36日目 泣き夢

夢を見て泣いた。お父さんが死んだ夢。弟が死んだ夢。起きたら涙がでていた。夢だと気がつくまでの間を、長く感じた。お父さんが死んで1週間がたつと、夢の中のお母さんが言う。弟はまだ幼い。弟が描いた絵をファミレスで眺めて私は泣く。いつのまにか知らない男の子二人が目の前に現れる。私がお世話することになっている。一人の子はミニカーをたくさん渡すと夢中で遊んでいた。もう一人は東京の美術予備校に通っているらしく、画用紙に貝の絵を描いている。鉛筆で陰影をつけている。

夢、終わり。

午前中は、今朝の夢の悲しい気持ちを少しだけひきずりながら、自主リハビリをする。今日は休日だから、平日に会えるリハビリスタッフさんたちは来ない。

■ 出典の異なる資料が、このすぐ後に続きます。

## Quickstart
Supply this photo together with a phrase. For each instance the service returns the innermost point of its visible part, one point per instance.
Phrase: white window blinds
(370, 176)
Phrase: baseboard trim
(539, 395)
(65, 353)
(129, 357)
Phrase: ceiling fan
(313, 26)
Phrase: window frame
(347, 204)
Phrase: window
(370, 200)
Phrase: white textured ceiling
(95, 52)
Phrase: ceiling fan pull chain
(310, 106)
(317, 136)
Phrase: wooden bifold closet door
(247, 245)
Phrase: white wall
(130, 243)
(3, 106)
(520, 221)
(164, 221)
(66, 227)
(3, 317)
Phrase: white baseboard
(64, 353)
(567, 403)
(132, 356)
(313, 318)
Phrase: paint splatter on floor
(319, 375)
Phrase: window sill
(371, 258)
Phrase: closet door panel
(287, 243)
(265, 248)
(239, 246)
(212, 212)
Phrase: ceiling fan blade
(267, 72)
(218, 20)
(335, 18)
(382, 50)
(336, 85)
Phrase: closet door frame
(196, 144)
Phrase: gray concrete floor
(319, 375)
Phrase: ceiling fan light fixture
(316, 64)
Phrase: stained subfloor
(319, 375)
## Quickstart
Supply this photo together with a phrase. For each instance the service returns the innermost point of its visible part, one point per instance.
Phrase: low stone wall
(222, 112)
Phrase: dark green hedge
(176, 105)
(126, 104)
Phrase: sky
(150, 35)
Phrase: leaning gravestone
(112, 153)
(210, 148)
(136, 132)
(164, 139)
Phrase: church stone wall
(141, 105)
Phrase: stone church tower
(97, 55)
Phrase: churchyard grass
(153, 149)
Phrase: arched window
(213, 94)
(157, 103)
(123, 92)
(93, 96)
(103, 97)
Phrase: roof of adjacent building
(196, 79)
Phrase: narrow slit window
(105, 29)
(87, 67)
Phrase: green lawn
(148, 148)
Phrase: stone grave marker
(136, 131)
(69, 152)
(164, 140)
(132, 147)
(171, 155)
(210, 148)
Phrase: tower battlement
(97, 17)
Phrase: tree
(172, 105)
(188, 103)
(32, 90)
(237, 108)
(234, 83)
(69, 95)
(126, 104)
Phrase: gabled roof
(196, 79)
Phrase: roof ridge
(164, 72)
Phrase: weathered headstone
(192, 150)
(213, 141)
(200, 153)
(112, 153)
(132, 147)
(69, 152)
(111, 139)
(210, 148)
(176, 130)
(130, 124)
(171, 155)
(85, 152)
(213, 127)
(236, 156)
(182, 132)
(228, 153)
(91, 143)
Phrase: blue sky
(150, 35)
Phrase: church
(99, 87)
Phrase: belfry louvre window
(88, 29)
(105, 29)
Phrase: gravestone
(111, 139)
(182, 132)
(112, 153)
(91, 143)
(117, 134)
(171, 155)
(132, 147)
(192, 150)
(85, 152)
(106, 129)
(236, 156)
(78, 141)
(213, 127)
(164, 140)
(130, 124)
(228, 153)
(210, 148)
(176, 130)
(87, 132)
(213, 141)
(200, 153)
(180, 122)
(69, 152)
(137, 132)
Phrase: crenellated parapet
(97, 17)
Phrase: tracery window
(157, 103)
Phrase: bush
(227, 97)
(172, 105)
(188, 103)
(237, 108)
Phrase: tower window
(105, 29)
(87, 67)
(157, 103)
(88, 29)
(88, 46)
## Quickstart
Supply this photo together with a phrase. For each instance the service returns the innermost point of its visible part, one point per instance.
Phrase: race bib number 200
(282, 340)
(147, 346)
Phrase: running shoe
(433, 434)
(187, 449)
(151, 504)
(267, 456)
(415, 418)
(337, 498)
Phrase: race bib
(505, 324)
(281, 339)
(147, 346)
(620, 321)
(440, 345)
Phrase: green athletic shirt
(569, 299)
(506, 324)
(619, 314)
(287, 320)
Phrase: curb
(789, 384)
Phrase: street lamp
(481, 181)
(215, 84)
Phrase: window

昼食は魚の西京焼きに、インゲンのごま和え、サトイモの味噌煮など好物ぞろいで、幸せな気分を取り戻す。バナナもパクッと食べられた。顎の手術後、腫れと麻痺で口を大きく開くのが難しかったが、ここまで来た。目標は指3本分。あともう一息。


昨日のいとこの結婚式に出席した妹夫婦や両親、夫がお見舞いに来てくれた。写真をたくさんみせてくれた。気管チューブをはずしてから妹夫婦に会っていなかったから、久しぶりにおしゃべりすることができて、うれしい。声はかすれ気味で、小さく、少し低くなった。まだのどに穴が空いている状態で、「オプサイト付ガーゼ」でふさいでいる。しゃべるたびにガーゼ内で空気がでたりはいったりして、はがれてしまいそう。まだしゃべるのは控えたほうがいいかもしれない。喉の穴も空気が通っていると、物理的に塞がりにくいような気がするから。

みんなが帰り、大河ドラマをみる。明日からまた平日がはじまる。